Citing “merchant resistance” to near field communication technology, VeriFone CEO Douglas Bergeron hinted in February that NFC would be standard issue on every new POS terminal the company produces. This action alone would ensure that there were enough NFC-enabled terminals — somewhere in the 25-30 percent range — to bring eWallets into the mainstream.
Next, mobile experiences for product discovery will evolve to suit their unique interfaces — think collages over catalogs. A desktop equivalent that comes to mind can be found at Converse. While still a Web experience, the site utilizes a color wheel to playfully filter content without a keyboard. A mobile experience that favors this approach can be found in the iPad application HBO GO. HBO GO leverages the touch nature of the phone to slide video and image representations of available movies and series into view. Not surprisingly, both examples heavily leverage imagery over text.
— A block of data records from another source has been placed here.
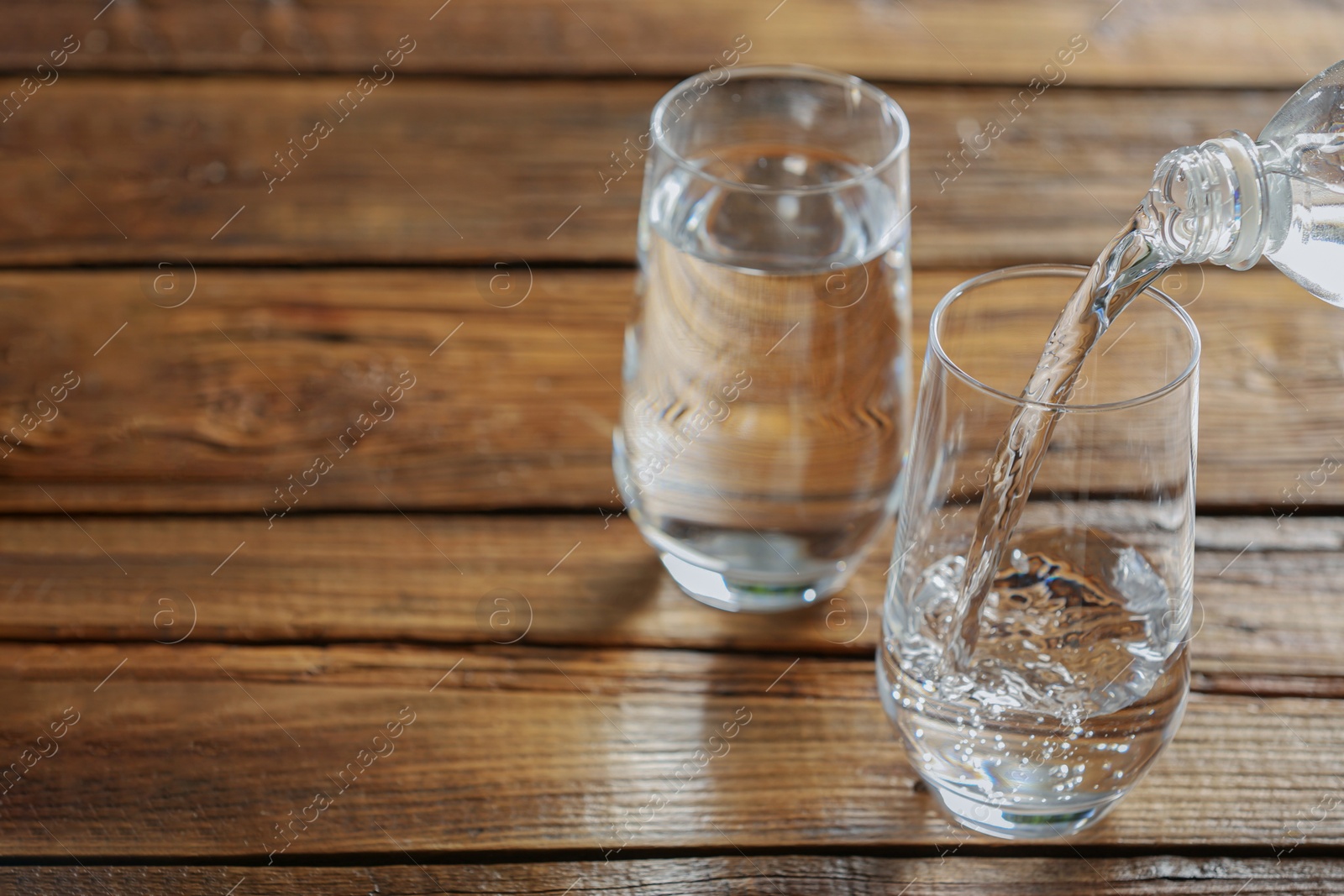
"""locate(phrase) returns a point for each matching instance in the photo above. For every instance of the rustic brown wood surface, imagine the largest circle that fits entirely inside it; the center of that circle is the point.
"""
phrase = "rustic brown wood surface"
(550, 748)
(214, 405)
(706, 876)
(1135, 42)
(147, 170)
(1268, 607)
(214, 316)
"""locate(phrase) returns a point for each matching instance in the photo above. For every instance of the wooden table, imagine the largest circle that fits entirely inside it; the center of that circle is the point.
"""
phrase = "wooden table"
(454, 661)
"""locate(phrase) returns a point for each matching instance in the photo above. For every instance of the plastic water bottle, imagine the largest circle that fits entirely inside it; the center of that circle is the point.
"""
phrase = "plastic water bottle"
(1231, 199)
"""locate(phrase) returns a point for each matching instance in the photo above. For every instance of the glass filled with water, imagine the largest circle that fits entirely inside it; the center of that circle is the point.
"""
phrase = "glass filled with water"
(766, 375)
(1030, 707)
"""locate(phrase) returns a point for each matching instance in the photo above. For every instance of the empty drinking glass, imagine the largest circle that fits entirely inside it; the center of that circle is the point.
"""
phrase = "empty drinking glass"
(1079, 672)
(766, 374)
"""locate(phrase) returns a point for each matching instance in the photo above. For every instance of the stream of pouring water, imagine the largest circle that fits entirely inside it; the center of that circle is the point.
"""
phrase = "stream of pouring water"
(1128, 264)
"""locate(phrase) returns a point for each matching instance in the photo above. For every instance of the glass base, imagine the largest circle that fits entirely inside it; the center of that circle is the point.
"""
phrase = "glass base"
(998, 821)
(723, 593)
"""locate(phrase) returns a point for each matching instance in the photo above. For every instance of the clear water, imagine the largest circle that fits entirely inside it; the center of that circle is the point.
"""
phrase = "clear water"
(1079, 679)
(1128, 264)
(766, 389)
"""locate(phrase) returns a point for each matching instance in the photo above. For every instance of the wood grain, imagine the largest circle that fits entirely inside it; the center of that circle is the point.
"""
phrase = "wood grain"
(141, 170)
(712, 876)
(1263, 45)
(198, 750)
(1267, 620)
(197, 407)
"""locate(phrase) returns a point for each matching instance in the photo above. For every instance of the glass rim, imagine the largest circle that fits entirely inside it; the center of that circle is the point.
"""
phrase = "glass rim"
(1059, 270)
(796, 71)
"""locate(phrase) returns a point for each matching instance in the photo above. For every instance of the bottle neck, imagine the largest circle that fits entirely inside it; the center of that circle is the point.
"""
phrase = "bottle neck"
(1210, 203)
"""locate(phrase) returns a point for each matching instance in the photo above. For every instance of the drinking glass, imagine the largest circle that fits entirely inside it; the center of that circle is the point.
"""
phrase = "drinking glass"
(1079, 673)
(766, 375)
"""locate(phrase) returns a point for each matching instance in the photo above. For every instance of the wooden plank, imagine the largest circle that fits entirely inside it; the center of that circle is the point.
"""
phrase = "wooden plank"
(1261, 45)
(712, 876)
(448, 170)
(195, 407)
(199, 750)
(578, 580)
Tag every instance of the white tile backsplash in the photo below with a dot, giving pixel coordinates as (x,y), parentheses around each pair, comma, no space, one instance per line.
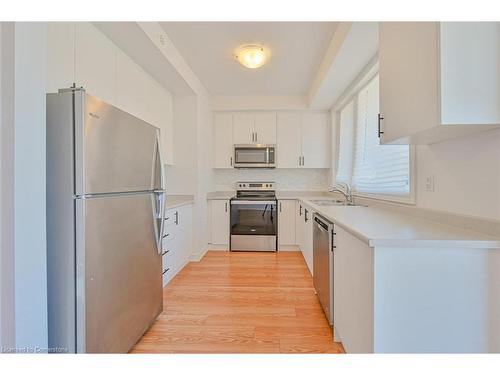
(286,179)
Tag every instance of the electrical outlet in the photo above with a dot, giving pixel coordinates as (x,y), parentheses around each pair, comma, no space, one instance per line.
(429,184)
(163,39)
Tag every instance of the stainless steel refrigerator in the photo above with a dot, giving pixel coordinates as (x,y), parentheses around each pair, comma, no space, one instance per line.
(105,201)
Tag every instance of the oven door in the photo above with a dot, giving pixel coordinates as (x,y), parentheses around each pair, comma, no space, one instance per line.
(253,225)
(250,156)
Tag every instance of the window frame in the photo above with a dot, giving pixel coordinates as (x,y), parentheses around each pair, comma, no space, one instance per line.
(351,94)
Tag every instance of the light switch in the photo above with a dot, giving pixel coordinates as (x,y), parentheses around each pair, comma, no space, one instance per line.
(429,183)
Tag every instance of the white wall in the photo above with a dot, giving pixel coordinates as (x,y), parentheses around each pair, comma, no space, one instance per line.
(204,134)
(205,173)
(286,179)
(7,313)
(23,232)
(466,175)
(30,231)
(181,177)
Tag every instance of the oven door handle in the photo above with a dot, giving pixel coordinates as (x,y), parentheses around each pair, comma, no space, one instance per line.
(243,203)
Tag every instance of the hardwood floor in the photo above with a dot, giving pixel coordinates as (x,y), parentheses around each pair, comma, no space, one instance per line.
(241,303)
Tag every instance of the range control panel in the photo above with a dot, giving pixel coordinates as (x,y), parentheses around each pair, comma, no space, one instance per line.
(255,185)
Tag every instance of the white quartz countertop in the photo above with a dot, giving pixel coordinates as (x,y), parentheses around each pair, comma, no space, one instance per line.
(215,195)
(174,201)
(382,227)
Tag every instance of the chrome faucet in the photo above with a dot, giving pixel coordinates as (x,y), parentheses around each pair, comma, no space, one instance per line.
(347,193)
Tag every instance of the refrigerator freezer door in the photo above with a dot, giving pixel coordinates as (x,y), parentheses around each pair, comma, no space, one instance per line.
(115,151)
(119,271)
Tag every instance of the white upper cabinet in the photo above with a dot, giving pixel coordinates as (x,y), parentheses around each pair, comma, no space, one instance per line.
(243,128)
(254,127)
(303,140)
(77,52)
(289,140)
(265,128)
(223,136)
(315,140)
(95,62)
(470,72)
(60,55)
(437,80)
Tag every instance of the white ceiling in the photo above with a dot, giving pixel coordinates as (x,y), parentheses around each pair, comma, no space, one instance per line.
(297,50)
(132,40)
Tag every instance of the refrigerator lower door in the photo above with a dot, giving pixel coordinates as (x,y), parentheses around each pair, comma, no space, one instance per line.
(119,271)
(115,151)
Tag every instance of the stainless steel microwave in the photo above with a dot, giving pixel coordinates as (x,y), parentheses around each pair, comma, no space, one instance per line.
(254,156)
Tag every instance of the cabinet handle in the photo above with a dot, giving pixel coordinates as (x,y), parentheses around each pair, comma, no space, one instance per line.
(380,118)
(333,240)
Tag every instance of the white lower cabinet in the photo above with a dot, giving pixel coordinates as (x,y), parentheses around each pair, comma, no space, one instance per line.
(353,296)
(219,222)
(286,222)
(304,233)
(177,240)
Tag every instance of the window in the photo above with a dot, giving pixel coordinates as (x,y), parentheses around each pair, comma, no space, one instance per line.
(370,168)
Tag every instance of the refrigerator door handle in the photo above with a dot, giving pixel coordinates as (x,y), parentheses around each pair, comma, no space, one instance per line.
(158,218)
(158,171)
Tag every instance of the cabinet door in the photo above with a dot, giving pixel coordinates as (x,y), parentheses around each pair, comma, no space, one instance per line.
(265,128)
(184,234)
(288,146)
(299,230)
(470,72)
(223,140)
(243,128)
(308,239)
(286,222)
(220,222)
(353,292)
(315,140)
(60,55)
(408,62)
(95,62)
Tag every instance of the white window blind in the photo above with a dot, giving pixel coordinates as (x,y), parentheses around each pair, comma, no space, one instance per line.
(375,168)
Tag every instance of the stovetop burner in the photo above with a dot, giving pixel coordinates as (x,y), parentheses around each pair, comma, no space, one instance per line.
(255,190)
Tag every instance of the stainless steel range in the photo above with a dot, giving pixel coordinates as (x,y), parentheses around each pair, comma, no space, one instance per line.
(254,219)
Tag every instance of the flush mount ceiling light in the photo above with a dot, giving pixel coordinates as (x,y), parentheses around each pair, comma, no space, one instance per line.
(251,56)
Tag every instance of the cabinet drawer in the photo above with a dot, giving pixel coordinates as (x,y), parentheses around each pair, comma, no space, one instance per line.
(166,276)
(166,258)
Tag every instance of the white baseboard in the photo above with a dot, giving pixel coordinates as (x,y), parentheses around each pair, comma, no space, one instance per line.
(196,257)
(216,247)
(288,248)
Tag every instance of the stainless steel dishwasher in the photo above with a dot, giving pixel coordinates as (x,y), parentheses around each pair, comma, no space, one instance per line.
(323,263)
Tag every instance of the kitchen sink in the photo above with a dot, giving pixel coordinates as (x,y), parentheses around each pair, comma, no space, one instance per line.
(328,202)
(331,202)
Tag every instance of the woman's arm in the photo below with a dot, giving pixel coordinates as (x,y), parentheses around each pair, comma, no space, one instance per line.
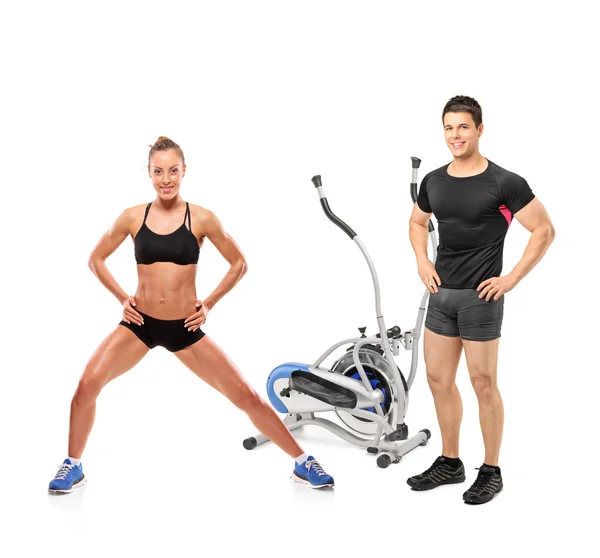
(109,242)
(227,247)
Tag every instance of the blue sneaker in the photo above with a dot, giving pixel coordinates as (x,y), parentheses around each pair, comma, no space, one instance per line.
(311,473)
(67,478)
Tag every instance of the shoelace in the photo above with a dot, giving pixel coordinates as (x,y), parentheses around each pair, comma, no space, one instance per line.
(482,479)
(315,467)
(435,465)
(63,471)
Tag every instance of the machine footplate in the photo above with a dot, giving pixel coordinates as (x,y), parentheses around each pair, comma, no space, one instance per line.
(323,390)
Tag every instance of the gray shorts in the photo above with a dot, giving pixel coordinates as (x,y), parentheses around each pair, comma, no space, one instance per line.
(459,312)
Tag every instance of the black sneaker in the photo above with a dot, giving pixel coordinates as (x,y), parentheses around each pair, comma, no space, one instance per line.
(487,485)
(439,473)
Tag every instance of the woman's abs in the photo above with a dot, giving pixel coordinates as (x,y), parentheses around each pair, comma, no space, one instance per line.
(166,291)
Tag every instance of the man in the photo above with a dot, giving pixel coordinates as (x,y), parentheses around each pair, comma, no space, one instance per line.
(474,202)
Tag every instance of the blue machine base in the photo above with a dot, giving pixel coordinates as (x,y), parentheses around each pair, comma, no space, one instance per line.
(282,371)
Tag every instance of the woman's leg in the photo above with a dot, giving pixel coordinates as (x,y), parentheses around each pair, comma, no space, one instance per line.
(206,359)
(117,354)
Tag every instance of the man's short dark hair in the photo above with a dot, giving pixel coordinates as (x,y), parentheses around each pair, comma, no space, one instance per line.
(462,103)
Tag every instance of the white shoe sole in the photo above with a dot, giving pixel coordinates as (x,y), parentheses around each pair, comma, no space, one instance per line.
(296,478)
(77,485)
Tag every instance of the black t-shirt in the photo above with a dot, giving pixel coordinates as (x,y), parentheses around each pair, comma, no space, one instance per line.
(473,215)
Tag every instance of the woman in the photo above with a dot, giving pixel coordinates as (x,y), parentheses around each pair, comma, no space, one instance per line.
(167,236)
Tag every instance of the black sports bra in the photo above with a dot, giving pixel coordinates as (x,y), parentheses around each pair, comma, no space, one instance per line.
(179,247)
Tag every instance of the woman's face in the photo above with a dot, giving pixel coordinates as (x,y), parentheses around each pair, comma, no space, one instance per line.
(166,170)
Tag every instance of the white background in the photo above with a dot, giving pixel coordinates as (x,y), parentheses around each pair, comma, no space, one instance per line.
(262,96)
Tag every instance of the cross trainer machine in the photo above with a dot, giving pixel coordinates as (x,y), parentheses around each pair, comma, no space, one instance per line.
(364,388)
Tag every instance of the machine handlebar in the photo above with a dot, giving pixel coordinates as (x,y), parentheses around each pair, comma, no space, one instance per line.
(316,180)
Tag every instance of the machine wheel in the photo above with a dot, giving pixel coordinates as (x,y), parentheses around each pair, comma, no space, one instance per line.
(383,461)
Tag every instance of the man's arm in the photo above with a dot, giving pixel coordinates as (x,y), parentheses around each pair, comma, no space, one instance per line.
(535,219)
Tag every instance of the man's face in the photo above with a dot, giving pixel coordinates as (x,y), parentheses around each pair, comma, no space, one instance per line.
(462,136)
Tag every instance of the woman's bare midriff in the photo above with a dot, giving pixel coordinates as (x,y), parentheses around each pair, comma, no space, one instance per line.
(166,291)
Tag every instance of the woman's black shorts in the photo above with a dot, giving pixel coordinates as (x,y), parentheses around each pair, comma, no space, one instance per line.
(170,334)
(460,312)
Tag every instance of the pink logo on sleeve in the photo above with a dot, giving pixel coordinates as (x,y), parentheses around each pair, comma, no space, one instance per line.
(506,212)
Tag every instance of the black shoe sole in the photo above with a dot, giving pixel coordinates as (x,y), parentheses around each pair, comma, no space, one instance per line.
(420,488)
(473,503)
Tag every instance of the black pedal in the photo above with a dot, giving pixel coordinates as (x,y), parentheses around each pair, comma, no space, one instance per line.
(401,433)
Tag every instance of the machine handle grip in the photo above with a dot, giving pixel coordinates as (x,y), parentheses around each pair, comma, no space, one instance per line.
(413,191)
(316,180)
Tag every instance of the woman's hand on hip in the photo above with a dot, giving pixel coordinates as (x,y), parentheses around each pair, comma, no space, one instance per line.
(193,322)
(130,314)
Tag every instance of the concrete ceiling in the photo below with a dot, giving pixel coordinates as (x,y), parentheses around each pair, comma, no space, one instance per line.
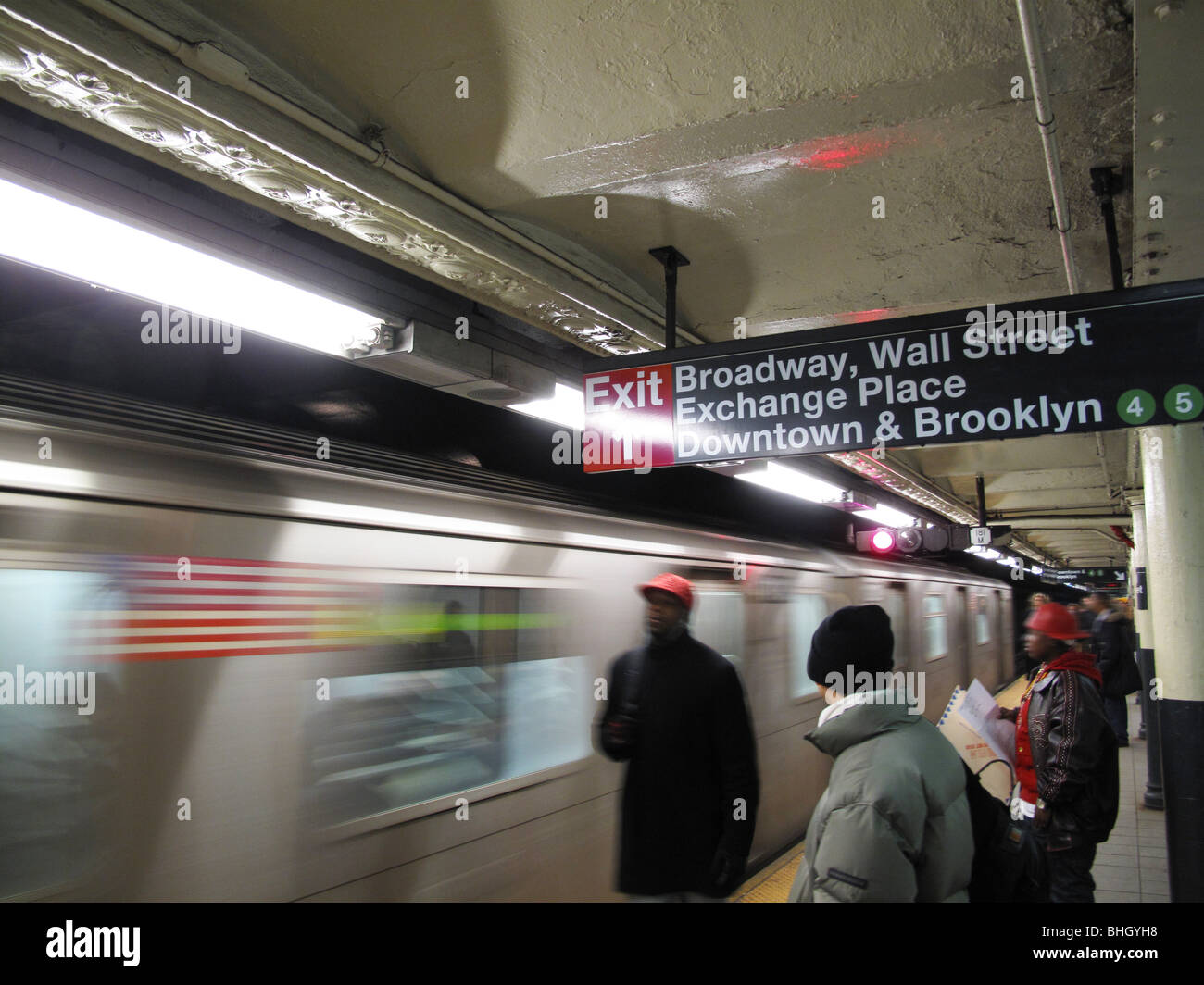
(769,191)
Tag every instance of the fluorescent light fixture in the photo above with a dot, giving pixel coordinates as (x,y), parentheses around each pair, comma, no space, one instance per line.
(566,407)
(794,483)
(52,233)
(886,517)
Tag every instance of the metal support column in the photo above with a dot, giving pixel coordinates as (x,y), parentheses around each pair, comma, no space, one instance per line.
(1173,467)
(1143,617)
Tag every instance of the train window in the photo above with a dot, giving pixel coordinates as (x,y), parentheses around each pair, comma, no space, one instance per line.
(718,620)
(982,621)
(806,615)
(58,709)
(478,692)
(935,630)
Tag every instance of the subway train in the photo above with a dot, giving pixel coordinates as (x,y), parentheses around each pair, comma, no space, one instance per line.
(236,676)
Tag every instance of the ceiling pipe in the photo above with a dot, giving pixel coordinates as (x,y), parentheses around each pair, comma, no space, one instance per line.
(227,70)
(1063,521)
(1046,124)
(1054,167)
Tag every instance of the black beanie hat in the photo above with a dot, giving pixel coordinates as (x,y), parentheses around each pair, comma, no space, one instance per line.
(856,635)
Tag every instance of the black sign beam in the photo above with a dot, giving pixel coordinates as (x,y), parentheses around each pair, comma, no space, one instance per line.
(1054,367)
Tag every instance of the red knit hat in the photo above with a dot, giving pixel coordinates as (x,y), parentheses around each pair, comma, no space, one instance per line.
(1055,620)
(674,584)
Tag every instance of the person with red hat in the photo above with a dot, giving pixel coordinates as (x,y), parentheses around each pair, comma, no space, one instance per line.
(1068,778)
(677,717)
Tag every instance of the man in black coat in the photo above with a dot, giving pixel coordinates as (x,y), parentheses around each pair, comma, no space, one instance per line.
(677,716)
(1115,643)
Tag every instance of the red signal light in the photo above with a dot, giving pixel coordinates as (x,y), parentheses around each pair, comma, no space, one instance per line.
(883,540)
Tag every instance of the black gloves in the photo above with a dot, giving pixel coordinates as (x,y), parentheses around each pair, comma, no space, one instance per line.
(726,872)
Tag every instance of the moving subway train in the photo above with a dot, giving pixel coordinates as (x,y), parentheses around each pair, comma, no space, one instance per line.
(240,677)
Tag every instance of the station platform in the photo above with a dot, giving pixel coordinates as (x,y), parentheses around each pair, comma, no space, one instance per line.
(1131,866)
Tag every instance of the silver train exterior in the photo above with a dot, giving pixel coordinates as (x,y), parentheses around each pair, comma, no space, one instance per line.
(317,683)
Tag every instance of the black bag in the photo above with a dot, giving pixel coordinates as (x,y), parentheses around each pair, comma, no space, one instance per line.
(1010,865)
(621,729)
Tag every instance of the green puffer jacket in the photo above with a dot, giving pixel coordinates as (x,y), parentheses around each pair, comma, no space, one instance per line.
(894,824)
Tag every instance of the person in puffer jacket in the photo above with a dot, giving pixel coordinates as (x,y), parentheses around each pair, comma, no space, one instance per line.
(894,824)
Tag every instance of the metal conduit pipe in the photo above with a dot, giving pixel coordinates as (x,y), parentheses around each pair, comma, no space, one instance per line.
(215,64)
(1054,167)
(1046,124)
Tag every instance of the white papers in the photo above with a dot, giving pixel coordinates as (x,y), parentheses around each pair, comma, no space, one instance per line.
(980,713)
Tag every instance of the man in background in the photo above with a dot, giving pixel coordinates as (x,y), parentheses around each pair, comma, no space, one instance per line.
(677,717)
(1114,643)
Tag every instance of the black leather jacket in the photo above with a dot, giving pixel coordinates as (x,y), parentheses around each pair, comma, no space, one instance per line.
(1074,755)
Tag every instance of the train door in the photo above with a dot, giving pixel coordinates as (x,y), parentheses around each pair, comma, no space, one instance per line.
(983,639)
(963,617)
(892,597)
(939,663)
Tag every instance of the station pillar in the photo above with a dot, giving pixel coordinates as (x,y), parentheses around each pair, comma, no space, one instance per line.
(1143,619)
(1173,468)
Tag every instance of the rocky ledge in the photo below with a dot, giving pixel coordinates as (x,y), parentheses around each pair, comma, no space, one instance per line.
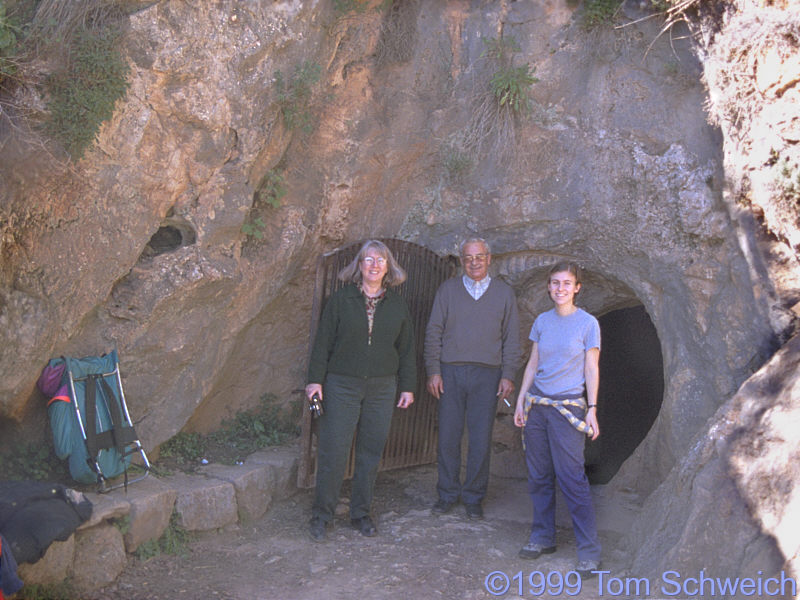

Once these two eventualities play out, mobile devices will become first-tier digital channels in their own right — and the conversion rates and revenue associated with those channels will follow.
It deserves mention that these opinions were published on ecommercetimes.com, an online newspaper focused on the issues and events of the online business world. This begs the question of how those with a decidedly more POS perspective would view the future of mCommerce, especially in terms of the potential of mobile phones to bridge the gap between eCommerce and the point of sale.